Queen City hatters offered a few non-beaver hats such as palm-leaf hats, Leghorn (straw) hats, and “elastic glazed water-proof hats,” but such headgear was seasonal or intended for farmers and other outdoor workmen. The standard hat was beaver-felt, and Cincinnati hatters advertised hats for all price ranges. The finest grade (“super super fine”) beaver hats held the top position, followed by lower quality beaver, followed by good roram, then “common and coarse” roram, and finally (shudder!) hats made of wool felt alone.
Hat-making was a competitive line of work in Cincinnati. The 1829 city directory lists 45 hatters. Just two years later the city directory lists 70, though only 12 of those remained from 1829 and only one was at the same address. The last thing Cincinnati hatters needed was another competitor, especially some competitor with new-fangled ideas about replacing beaver felt with an exotic substitute.
And yet that’s exactly what François Xavier Leon Jean Michel Werk, better known by his Americanized name, Michael Werk, brought to Cincinnati around 1831. Born into a well-to-do Alsatian family, he lit out for the new world and promptly started a candle-making business in New York. He almost immediately moved west to Cincinnati; candle-making requires lots of fat, and lots of fat was precisely what Porkopolis had in abundance.
Cincinnati—or, to be more accurate, suburban Mt. Healthy—had launched an experimental silkworm industry. It occurred to Werk that silk might produce headgear just as waterproof but far less expensive than beaver fur felt. He opened a hat factory next door to his candle shop in downtown Cincinnati.

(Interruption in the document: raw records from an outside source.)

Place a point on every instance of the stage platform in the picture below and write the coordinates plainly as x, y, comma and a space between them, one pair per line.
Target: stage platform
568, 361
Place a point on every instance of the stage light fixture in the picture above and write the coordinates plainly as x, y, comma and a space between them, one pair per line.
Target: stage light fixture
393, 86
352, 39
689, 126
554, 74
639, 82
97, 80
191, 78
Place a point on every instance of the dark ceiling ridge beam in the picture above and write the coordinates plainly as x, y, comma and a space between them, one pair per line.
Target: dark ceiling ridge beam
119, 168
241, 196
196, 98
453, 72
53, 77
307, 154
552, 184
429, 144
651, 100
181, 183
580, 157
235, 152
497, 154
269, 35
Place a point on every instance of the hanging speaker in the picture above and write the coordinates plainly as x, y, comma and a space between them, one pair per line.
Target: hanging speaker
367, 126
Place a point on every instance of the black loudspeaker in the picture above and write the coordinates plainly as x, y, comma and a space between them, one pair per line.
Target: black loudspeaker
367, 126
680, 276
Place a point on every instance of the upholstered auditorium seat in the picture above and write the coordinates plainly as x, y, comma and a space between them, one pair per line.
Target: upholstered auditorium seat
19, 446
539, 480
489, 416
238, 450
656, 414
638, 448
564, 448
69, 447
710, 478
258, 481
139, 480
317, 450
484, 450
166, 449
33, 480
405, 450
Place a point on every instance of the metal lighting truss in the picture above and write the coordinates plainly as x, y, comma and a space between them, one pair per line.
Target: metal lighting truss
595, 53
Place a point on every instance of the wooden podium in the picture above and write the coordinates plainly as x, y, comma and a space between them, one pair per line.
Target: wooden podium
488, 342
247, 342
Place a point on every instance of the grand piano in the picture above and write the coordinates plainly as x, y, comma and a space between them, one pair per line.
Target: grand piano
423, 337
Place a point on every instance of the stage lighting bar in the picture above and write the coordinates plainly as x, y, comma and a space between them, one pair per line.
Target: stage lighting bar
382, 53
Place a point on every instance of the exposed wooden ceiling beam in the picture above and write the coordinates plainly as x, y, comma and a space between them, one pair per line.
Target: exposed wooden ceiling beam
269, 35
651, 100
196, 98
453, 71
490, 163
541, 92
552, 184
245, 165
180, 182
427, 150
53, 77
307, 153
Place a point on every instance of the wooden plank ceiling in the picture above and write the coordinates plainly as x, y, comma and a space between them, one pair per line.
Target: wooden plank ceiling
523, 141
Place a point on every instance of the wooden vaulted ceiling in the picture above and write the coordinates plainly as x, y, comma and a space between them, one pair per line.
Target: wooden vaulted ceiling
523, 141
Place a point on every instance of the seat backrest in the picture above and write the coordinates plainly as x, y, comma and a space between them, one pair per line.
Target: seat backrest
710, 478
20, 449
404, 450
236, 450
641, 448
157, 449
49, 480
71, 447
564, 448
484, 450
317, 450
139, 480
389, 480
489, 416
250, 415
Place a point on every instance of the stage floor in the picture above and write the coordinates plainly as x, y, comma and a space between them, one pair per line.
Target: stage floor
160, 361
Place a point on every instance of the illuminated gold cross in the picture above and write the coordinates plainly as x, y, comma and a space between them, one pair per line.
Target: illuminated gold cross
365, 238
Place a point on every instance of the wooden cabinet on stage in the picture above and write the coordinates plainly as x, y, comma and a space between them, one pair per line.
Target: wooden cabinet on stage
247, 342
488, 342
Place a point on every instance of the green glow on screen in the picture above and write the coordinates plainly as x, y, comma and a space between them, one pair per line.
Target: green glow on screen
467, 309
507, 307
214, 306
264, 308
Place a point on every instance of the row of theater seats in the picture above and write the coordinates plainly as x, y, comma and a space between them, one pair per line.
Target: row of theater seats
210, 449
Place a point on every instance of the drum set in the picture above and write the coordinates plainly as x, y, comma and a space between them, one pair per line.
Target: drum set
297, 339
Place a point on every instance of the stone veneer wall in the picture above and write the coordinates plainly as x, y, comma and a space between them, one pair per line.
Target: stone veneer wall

Werk was a serial entrepreneur and eventually made money not only from candles but from soap, rectified whiskey, and especially wine. But his first foray into diversification through silk hats ran aground on the racial climate festering in Cincinnati during the 1830s. According to Charles Federic Goss, author of Cincinnati The Queen City 1788-1912:
“After a short period he extended the scope of his business by undertaking the manufacture of silk hats, becoming the pioneer in this line in the city. He opened a factory a few doors from his candle establishment and, when not busy with the one interest gave his time to the other, but in the hat manufacture he met with strenuous opposition. The fur-hat makers did not wish a competitor and became so aroused that they resorted to what would be regarded as a very questionable expedient this day.”

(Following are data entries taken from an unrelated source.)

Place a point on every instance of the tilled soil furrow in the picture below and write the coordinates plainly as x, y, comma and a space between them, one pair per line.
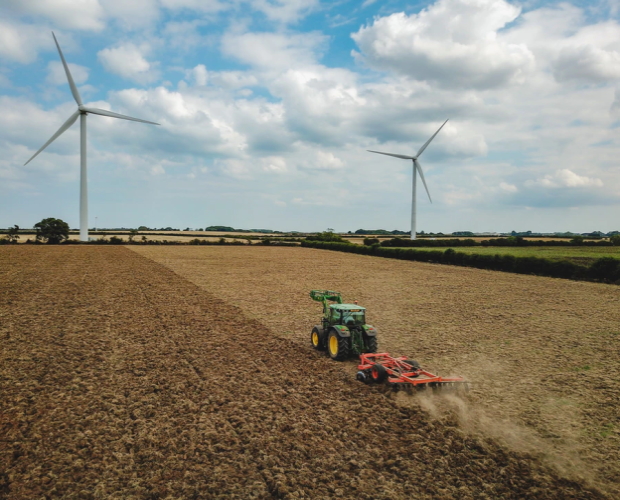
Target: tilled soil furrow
135, 383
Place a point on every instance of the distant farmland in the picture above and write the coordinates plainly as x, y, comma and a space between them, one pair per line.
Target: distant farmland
576, 254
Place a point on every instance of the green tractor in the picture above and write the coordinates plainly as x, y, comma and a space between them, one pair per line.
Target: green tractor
343, 331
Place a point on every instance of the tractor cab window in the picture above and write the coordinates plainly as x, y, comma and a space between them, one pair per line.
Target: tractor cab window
353, 318
335, 318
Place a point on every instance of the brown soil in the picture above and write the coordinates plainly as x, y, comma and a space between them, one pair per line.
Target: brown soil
543, 353
121, 379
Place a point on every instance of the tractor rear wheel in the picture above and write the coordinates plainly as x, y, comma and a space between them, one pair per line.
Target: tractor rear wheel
316, 340
337, 346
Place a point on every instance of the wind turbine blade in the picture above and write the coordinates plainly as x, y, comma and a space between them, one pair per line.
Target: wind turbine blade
103, 112
392, 154
429, 141
76, 94
418, 167
64, 127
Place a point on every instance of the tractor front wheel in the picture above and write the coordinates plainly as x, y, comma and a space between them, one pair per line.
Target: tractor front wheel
337, 346
316, 340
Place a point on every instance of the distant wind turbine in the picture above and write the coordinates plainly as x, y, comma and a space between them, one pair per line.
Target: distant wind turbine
82, 111
416, 168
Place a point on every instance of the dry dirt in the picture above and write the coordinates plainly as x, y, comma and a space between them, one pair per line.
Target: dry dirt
543, 353
122, 379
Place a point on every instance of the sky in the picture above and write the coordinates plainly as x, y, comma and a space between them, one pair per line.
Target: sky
268, 107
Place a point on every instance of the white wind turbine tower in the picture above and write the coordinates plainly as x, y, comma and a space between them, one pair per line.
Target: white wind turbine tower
416, 168
82, 111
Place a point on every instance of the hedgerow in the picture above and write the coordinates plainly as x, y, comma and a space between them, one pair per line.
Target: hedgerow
605, 269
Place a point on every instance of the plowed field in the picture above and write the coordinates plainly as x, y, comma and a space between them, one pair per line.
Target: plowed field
122, 379
544, 353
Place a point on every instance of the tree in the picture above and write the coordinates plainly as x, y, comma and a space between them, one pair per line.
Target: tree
52, 230
13, 234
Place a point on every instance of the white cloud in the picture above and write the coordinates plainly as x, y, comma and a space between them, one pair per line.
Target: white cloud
285, 11
128, 60
22, 42
56, 73
207, 6
274, 50
510, 188
199, 75
321, 160
274, 164
73, 14
565, 178
133, 14
455, 43
588, 63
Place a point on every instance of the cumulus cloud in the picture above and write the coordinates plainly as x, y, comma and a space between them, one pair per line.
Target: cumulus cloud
22, 42
565, 178
56, 73
455, 43
285, 11
322, 160
590, 59
134, 14
73, 14
274, 50
509, 188
128, 60
195, 5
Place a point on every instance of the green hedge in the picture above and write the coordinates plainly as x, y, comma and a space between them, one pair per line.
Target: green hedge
606, 269
494, 242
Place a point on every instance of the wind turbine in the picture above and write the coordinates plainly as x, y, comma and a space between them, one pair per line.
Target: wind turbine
416, 168
82, 111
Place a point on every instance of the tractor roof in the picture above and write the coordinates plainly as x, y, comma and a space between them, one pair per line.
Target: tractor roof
347, 307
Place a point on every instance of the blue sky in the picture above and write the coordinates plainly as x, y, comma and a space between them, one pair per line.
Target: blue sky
267, 109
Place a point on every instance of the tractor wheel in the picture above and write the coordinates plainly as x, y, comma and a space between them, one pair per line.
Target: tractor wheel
337, 346
371, 344
378, 373
315, 339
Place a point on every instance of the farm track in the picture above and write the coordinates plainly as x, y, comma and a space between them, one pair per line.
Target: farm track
121, 379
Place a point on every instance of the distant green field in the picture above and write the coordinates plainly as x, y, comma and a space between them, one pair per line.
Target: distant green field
578, 255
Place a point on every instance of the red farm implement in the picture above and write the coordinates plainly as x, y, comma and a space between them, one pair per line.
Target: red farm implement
401, 373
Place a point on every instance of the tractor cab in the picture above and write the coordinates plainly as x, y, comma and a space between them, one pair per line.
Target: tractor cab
349, 315
343, 330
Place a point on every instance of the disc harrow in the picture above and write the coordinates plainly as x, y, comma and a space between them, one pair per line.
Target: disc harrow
402, 373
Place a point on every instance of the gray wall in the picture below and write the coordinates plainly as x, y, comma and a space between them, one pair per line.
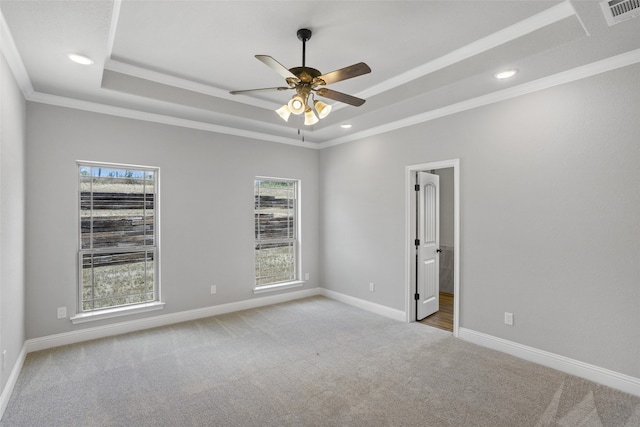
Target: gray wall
12, 221
206, 196
550, 210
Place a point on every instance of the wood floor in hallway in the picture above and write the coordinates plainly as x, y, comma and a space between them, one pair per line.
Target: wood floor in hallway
443, 318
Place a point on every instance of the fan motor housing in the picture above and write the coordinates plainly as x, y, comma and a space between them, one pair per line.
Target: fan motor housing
305, 74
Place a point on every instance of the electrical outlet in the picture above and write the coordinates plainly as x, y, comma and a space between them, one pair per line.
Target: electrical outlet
508, 318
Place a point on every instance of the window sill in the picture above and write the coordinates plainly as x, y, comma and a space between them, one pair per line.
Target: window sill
116, 312
278, 287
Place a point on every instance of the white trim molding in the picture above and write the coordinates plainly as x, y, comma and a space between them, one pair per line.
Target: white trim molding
382, 310
410, 170
622, 382
12, 380
73, 337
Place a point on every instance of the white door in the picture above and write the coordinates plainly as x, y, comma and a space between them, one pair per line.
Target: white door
428, 247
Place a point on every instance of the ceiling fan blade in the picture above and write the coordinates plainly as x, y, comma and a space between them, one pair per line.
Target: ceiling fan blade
276, 66
345, 73
339, 96
264, 89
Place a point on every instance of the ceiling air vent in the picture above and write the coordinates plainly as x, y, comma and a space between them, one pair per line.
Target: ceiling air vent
619, 10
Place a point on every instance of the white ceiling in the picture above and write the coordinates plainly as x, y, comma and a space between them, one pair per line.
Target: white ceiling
176, 61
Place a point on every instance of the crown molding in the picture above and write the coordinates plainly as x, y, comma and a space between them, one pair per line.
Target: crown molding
578, 73
547, 17
158, 77
61, 101
561, 11
11, 54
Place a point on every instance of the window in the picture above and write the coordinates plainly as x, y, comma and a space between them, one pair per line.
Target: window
276, 231
118, 236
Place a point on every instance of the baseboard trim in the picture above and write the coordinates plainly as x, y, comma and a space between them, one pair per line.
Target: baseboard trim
50, 341
622, 382
365, 305
12, 380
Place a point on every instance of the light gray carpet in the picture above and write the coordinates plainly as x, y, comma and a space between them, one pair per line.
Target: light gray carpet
312, 362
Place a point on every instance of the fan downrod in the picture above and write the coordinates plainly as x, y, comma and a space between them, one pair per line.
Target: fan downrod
304, 34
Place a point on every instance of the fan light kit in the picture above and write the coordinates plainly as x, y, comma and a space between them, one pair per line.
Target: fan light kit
309, 83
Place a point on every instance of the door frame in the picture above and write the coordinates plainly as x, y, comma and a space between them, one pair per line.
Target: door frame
410, 170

In Goss’s telling, it sounds like all 70 Cincinnati hatters connived to destroy Werk. James Landy, in his 1872 volume, Cincinnati Past & Present, describes a complicated and minutely planned chicanery that probably originated with one or two of Cincinnati’s larger hat manufactories:
“In order to render silk hats distasteful and therefore unsalable [the beaver hat-makers] sent to Baltimore and procured a quantity of white silk hats and distributed them among the negroes of the city. This was an unlooked-for opposition and one Werk was ill able to compete with. After a time, therefore, he discontinued the hat factory and again devoted his whole time to the development of the candle business.”

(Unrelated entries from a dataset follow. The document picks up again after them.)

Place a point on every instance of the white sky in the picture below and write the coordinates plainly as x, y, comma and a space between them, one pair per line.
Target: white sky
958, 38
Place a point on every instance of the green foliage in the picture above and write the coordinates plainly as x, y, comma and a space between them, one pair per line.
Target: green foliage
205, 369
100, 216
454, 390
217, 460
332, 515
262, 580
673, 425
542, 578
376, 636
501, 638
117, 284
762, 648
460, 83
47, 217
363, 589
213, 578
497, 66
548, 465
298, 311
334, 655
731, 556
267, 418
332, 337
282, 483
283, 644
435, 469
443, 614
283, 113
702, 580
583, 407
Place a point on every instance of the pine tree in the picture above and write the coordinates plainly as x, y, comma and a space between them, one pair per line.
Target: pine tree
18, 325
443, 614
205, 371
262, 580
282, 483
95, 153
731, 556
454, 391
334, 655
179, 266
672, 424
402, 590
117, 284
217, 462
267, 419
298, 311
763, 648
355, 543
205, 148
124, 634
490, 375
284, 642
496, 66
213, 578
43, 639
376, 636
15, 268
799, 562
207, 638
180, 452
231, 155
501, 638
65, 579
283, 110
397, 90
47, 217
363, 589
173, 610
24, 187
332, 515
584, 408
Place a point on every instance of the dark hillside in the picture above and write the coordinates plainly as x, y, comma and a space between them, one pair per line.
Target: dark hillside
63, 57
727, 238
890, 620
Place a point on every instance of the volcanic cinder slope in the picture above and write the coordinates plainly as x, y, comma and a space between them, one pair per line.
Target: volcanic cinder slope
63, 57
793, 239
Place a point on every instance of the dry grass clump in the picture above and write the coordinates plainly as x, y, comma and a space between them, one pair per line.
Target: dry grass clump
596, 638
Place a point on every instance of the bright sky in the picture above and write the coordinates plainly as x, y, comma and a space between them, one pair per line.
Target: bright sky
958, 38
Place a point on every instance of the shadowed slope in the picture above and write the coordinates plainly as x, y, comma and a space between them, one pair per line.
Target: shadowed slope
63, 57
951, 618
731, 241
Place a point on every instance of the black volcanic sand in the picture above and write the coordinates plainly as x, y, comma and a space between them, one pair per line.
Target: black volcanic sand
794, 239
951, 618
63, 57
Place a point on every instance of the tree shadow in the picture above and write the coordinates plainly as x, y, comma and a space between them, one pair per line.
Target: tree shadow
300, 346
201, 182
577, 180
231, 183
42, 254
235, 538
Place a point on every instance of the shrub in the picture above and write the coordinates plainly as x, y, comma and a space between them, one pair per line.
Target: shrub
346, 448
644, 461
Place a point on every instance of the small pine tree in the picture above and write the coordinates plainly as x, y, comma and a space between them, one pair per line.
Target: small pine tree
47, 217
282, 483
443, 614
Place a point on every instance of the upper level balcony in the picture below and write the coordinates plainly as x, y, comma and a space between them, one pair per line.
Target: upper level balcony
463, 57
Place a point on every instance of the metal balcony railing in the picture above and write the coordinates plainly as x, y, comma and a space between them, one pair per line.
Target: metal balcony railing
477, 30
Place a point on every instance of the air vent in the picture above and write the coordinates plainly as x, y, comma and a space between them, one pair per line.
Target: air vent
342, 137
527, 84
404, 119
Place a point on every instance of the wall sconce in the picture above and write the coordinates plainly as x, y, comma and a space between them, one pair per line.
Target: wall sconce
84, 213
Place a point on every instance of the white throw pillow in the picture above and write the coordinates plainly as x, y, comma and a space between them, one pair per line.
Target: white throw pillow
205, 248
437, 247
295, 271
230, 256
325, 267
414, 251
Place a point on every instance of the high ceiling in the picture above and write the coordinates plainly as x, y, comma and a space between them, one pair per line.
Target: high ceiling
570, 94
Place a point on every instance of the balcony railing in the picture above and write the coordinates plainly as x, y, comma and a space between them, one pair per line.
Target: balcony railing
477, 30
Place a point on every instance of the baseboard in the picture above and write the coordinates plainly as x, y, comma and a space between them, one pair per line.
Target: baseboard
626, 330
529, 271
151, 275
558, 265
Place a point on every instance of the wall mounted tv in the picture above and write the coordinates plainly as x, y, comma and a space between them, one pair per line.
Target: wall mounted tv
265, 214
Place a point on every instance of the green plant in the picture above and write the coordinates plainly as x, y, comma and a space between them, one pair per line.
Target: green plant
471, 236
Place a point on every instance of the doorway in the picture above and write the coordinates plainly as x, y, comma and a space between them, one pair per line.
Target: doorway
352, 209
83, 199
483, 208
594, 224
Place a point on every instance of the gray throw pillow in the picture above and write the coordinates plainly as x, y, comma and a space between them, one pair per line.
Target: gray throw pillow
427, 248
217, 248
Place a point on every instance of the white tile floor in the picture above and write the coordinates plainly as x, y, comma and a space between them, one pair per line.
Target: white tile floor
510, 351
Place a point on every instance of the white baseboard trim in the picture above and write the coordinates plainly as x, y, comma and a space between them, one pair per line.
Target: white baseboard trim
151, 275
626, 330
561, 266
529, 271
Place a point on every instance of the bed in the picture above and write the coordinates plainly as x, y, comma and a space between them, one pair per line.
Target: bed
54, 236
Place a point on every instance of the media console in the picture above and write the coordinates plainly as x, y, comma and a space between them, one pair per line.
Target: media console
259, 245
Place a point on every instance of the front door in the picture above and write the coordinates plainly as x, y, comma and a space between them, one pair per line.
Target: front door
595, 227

By giving away free silk hats to Cincinnati’s African American men, the beaver-fur hatters communicated to their fellow citizens that white men wore beaver-felt hats and only those of other races opted for the radical new silk hats.
The ploy worked, probably too well. While white Cincinnatians were reluctant to wear silk hats because of racist overtones, supplies of beaver felt faded away after centuries of over-hunting on this side of the Atlantic. In time, only the very rich could afford a genuine beaver-felt hat, and within a few years Cincinnati hatters were forced to lure customers with silk as well as beaver-felt hats. Eventually, beaver hats acquired a reputation as old-fashioned and out of style.
By then, Michael Werk had moved on to other opportunities. He dove into soap-making, an industry that fit hand-in-glove with candle making in that both rely on sources of fat. Werk’s Tag soap gave the nascent Procter & Gamble serious competition for decades. For some years, P&G was the runner-up in a Cincinnati soap industry dominated by Werk.